APRES LA BATAILLE

APRES LA BATAILLE

Au soir du 28 janvier 45, date généralement retenue par les Américains comme étant le dernier jour de la Bataille des Ardennes, les pertes américaines s’élevaient à près de 75.685 hommes, soit 10.733 tués, 42.316 blessés et 22.636 prisonniers et disparus. Ces chiffres ne tenant pas compte des pertes de l’armée de l’air.

Quant aux pertes britanniques, elles se chiffraient à 325 tués, 239 blessés et 969 prisonniers ou disparus.

Les informations allemandes faisant état de la perte de près de 110.000 hommes, répartis en 12.650 tués, 38.600 blessés et près de 58.580 prisonniers et disparus.

A ces chiffres, il faudrait bien entendu ajouter les 2.500 civils tués par les bombardements, et plus de 200 civils massacrés par les unités allemandes à Stavelot, Trois-Ponts, Baugnez, Ligneuville, Noville, Bande, etc…
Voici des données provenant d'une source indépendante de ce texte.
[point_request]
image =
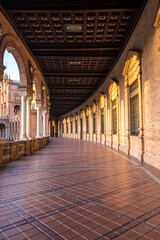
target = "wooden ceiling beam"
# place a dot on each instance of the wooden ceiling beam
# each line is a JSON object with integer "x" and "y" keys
{"x": 70, "y": 95}
{"x": 74, "y": 74}
{"x": 60, "y": 49}
{"x": 75, "y": 87}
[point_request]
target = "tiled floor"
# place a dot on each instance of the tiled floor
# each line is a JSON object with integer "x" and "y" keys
{"x": 77, "y": 190}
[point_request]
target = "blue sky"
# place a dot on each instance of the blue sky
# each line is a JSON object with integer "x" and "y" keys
{"x": 11, "y": 66}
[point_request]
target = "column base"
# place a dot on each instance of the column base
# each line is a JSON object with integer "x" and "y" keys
{"x": 38, "y": 137}
{"x": 23, "y": 138}
{"x": 29, "y": 138}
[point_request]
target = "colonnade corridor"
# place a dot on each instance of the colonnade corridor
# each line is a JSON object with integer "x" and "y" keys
{"x": 75, "y": 189}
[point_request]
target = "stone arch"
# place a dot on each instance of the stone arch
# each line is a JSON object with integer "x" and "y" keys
{"x": 134, "y": 103}
{"x": 12, "y": 45}
{"x": 37, "y": 81}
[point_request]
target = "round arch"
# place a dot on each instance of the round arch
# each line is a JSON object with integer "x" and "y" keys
{"x": 37, "y": 81}
{"x": 12, "y": 45}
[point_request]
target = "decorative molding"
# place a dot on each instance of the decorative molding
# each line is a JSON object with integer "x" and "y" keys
{"x": 156, "y": 23}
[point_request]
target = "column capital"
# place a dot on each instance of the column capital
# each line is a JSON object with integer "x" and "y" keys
{"x": 29, "y": 98}
{"x": 44, "y": 110}
{"x": 23, "y": 93}
{"x": 2, "y": 68}
{"x": 38, "y": 105}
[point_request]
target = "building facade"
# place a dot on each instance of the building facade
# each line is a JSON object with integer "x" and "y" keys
{"x": 124, "y": 113}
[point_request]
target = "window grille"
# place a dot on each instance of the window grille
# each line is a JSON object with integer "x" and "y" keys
{"x": 102, "y": 120}
{"x": 134, "y": 115}
{"x": 114, "y": 117}
{"x": 134, "y": 108}
{"x": 87, "y": 124}
{"x": 75, "y": 126}
{"x": 94, "y": 123}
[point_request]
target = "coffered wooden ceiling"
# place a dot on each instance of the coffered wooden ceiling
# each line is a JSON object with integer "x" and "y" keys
{"x": 76, "y": 43}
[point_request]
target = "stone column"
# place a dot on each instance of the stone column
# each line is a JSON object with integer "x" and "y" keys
{"x": 44, "y": 122}
{"x": 47, "y": 125}
{"x": 29, "y": 117}
{"x": 38, "y": 120}
{"x": 23, "y": 115}
{"x": 6, "y": 136}
{"x": 98, "y": 123}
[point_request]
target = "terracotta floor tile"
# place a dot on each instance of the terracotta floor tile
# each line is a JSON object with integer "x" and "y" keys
{"x": 77, "y": 190}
De plus, il ne faut pas perdre de vue que, dans la zone des combats, plus de 15.000 maisons ont été rendues inhabitables. Des dizaines de milliers de sinistrés vont ainsi vivre de longs mois dans le dénuement le plus complet.
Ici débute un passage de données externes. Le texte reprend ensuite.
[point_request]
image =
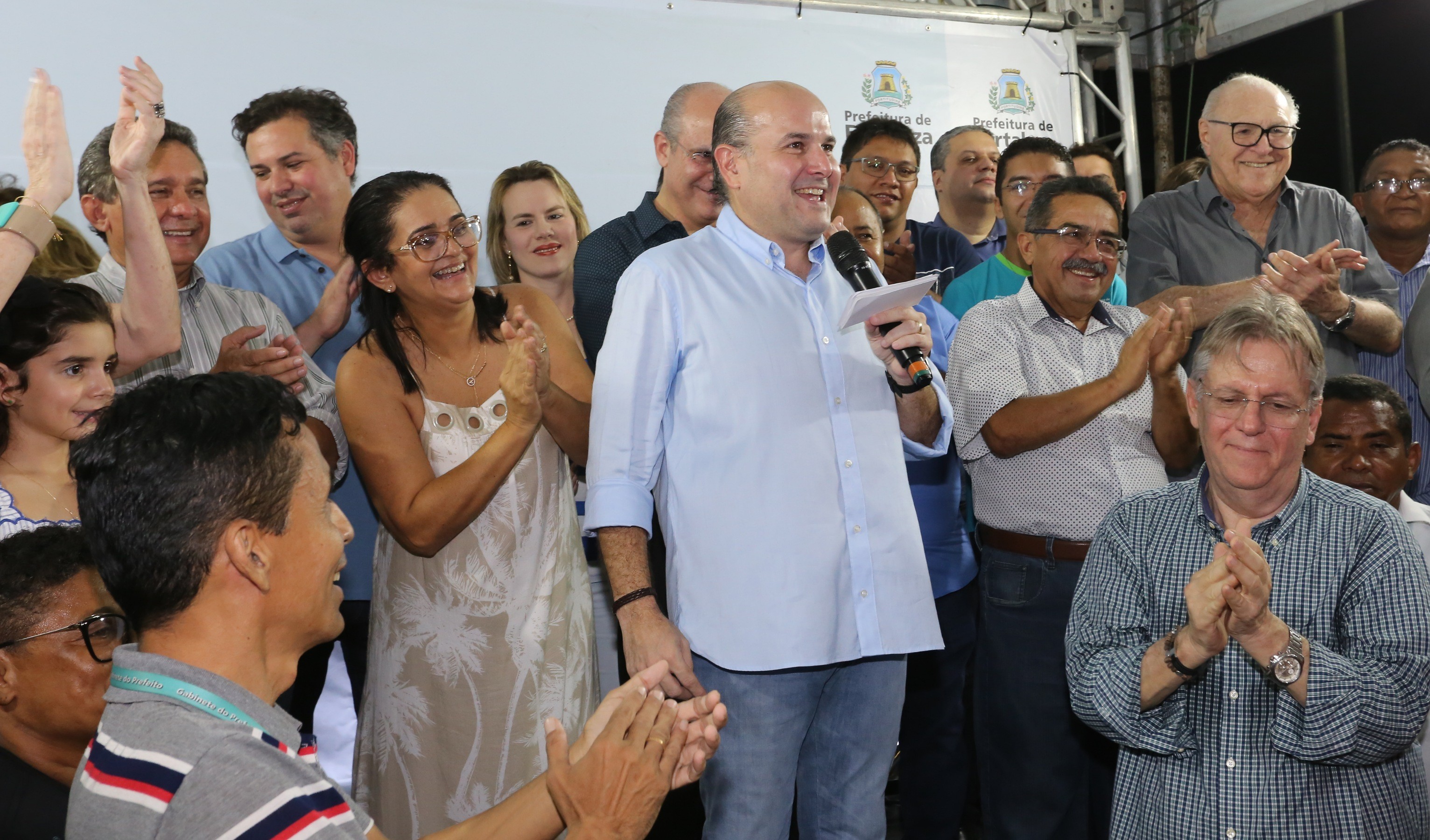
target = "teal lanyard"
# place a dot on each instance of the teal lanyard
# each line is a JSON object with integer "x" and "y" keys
{"x": 182, "y": 692}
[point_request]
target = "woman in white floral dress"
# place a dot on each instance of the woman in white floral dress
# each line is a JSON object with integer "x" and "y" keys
{"x": 463, "y": 407}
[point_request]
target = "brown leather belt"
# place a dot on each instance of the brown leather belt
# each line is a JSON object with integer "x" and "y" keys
{"x": 1031, "y": 546}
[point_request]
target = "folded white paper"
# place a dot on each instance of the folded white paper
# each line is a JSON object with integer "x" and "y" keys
{"x": 870, "y": 302}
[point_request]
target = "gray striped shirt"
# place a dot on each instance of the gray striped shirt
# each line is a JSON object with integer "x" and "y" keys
{"x": 208, "y": 313}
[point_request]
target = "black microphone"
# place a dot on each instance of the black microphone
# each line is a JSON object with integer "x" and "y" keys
{"x": 855, "y": 265}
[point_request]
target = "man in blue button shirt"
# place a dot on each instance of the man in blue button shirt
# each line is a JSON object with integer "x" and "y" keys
{"x": 936, "y": 759}
{"x": 302, "y": 147}
{"x": 776, "y": 446}
{"x": 881, "y": 161}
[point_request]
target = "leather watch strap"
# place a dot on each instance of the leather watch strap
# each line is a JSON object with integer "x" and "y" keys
{"x": 29, "y": 222}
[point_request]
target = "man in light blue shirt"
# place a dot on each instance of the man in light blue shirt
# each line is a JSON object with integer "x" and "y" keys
{"x": 302, "y": 147}
{"x": 776, "y": 447}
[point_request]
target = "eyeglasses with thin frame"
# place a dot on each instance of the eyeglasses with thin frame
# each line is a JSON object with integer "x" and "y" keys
{"x": 432, "y": 245}
{"x": 1389, "y": 187}
{"x": 1252, "y": 133}
{"x": 877, "y": 167}
{"x": 1109, "y": 246}
{"x": 1275, "y": 413}
{"x": 102, "y": 631}
{"x": 1026, "y": 185}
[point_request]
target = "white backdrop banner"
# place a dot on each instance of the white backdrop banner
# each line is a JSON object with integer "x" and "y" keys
{"x": 468, "y": 89}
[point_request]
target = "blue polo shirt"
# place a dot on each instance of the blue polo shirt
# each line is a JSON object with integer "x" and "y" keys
{"x": 937, "y": 486}
{"x": 999, "y": 278}
{"x": 292, "y": 278}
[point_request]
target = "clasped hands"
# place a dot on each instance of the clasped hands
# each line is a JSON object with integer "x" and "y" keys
{"x": 1230, "y": 599}
{"x": 1313, "y": 281}
{"x": 637, "y": 748}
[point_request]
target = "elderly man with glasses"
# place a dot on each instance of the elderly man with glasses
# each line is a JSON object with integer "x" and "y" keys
{"x": 1257, "y": 642}
{"x": 1063, "y": 406}
{"x": 1246, "y": 225}
{"x": 58, "y": 633}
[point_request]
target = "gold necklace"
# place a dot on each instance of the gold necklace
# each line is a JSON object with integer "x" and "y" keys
{"x": 471, "y": 377}
{"x": 73, "y": 516}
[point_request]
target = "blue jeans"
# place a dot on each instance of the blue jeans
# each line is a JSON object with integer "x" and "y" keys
{"x": 1043, "y": 773}
{"x": 830, "y": 732}
{"x": 936, "y": 757}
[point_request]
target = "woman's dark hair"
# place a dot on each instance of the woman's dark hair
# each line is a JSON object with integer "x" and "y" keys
{"x": 366, "y": 234}
{"x": 35, "y": 318}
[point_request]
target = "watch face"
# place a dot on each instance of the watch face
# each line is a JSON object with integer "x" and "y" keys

Mais les villes et villages de l’Ardenne meurtrie puiseront dans la liberté retrouvée le courage de reconstruire les ruines.

REFLEXION :

Si personne ne sous-estime l’importance de la bataille pour Bastogne, il y a lieu de s’accorder sur le sens du mot «importance».

Une bataille importante est celle où l’un des adversaires exerce l’effort principal de sa manœuvre en y engageant le maximum de moyens.
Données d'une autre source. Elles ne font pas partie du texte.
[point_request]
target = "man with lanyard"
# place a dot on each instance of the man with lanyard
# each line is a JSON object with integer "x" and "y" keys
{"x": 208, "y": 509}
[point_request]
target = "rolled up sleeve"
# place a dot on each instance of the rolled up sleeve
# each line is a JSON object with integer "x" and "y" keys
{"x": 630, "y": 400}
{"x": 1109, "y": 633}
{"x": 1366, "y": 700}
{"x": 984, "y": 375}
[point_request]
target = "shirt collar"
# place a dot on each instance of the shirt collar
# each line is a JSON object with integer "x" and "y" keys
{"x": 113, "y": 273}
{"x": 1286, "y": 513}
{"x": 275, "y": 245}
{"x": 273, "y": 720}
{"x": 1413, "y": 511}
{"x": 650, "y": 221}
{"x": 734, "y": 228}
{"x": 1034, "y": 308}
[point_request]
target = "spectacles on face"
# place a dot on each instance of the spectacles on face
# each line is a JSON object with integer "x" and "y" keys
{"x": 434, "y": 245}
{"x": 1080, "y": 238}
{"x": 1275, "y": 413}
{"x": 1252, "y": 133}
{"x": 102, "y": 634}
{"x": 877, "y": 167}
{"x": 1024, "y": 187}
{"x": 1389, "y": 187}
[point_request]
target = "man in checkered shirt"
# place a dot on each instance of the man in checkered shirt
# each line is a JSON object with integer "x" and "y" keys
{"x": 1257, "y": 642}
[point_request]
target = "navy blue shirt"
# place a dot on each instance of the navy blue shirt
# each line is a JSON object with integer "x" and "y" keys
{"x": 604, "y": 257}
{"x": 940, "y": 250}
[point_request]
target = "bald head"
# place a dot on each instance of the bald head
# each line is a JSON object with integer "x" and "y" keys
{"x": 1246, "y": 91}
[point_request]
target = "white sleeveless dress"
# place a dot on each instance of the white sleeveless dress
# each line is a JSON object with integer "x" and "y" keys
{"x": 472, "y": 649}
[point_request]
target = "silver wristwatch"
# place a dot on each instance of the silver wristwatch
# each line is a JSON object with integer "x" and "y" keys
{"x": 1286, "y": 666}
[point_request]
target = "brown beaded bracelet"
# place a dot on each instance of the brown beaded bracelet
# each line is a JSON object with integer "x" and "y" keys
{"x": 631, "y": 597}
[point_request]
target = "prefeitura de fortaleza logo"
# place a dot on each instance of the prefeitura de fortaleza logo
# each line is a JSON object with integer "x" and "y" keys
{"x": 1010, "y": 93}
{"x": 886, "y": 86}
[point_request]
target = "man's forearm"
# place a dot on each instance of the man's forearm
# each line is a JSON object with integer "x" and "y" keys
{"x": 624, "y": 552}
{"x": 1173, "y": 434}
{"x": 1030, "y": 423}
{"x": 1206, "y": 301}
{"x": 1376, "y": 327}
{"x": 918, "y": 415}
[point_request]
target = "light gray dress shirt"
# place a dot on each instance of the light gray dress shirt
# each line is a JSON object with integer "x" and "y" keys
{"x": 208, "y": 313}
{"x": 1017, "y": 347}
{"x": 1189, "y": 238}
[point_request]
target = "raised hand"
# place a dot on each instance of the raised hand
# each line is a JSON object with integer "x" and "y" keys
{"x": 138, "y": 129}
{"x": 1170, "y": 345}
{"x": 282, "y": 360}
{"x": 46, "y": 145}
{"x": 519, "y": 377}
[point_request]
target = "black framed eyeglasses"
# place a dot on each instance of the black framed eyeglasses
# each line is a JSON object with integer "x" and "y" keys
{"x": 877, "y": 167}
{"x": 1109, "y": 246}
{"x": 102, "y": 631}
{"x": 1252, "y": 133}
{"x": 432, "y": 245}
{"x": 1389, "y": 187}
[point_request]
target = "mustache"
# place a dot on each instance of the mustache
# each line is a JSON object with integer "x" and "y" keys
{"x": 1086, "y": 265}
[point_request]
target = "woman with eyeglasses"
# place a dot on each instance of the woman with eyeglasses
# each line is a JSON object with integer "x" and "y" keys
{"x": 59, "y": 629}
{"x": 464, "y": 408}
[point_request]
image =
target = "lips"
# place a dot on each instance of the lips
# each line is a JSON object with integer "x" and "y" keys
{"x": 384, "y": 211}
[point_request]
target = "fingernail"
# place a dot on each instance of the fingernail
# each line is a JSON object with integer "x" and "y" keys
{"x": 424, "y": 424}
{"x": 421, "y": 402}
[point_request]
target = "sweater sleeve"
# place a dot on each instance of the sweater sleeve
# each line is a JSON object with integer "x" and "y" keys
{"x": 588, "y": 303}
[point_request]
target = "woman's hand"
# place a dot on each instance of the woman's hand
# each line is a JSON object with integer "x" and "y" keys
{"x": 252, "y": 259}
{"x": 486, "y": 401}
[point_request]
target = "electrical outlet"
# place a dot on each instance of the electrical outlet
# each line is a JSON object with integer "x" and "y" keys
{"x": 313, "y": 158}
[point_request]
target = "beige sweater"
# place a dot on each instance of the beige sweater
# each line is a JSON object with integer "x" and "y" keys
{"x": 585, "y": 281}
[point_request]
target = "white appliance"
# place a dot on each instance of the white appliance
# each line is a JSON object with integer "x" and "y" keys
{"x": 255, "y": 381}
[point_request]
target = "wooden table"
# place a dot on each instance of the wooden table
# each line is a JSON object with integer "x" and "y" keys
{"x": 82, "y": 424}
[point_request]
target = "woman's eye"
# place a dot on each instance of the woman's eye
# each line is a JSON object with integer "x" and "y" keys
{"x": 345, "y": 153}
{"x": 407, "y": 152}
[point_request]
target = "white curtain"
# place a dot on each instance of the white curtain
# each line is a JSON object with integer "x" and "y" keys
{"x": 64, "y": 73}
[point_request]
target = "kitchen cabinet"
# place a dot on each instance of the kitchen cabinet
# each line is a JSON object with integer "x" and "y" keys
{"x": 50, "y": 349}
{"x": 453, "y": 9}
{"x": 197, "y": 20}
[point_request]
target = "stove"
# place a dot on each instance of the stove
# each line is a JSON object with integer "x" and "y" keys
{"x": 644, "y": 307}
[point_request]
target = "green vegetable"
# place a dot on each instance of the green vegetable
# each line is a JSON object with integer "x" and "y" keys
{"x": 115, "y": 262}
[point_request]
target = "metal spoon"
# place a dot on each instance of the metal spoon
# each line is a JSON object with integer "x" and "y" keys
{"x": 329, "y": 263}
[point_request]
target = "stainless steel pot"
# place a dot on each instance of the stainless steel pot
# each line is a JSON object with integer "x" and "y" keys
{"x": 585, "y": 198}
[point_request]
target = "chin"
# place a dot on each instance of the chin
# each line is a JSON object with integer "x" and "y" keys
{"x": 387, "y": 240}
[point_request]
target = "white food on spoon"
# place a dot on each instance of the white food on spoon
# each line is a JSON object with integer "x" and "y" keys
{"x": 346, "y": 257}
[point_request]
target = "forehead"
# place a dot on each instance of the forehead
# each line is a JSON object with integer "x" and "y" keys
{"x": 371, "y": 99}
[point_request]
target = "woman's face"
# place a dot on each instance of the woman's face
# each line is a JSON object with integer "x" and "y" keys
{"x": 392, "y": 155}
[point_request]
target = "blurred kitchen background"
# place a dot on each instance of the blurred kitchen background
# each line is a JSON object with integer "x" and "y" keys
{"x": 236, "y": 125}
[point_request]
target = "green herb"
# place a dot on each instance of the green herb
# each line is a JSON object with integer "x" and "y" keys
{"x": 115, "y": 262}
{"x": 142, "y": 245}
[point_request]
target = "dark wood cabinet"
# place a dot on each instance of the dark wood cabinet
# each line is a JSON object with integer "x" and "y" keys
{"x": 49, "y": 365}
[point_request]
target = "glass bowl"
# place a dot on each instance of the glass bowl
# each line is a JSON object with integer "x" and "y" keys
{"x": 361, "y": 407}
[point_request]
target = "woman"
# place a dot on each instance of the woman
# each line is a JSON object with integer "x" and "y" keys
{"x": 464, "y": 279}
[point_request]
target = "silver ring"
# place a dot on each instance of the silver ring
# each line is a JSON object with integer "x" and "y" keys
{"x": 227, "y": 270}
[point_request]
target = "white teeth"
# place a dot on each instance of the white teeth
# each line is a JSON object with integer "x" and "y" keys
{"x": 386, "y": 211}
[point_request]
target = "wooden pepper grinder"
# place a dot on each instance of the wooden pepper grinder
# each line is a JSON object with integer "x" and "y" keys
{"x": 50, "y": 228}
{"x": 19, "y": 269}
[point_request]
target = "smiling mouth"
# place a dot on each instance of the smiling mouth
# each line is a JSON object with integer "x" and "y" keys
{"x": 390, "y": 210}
Le 16 décembre 44 les Allemands portaient leur effort principal entre Monjoie et Saint Vith. La bataille cruciale qui allait se dérouler dans ce secteur allait aussi décider de l’issue de l’offensive allemande.

Cinq jours plus tard, la ténacité de la défense américaine obligea le commandement allemand à reconnaître que la 6° Armée Blindée de Sepp Dietrich n’atteindrait jamais les objectifs qui lui avaient été fixés.

La résistance alliée entre Montjoie et Saint Vith ayant scellé définitivement le sort de l’offensive pour Anvers, le commandement allemand décida alors de porter l’effort principal de ses troupes sur Bastogne.

Le siège de Bastogne présentera trois éléments significatifs : le «Nuts» du Général McAuliffe à la demande de reddition des Allemands, les ravitaillements par air et la rupture du siège par les troupes blindées du Général Patton.

Pour l’armée et l’opinion publique américaine, le succès de Bastogne faisait suite à une série de revers. Cette victoire eut sur les états-majors, les troupes et les populations des pays alliés un effet bénéfique.

La bataille pour Bastogne prit alors une allure d’épopée, et Bastogne entrait non seulement dans l’histoire mais aussi dans la légende.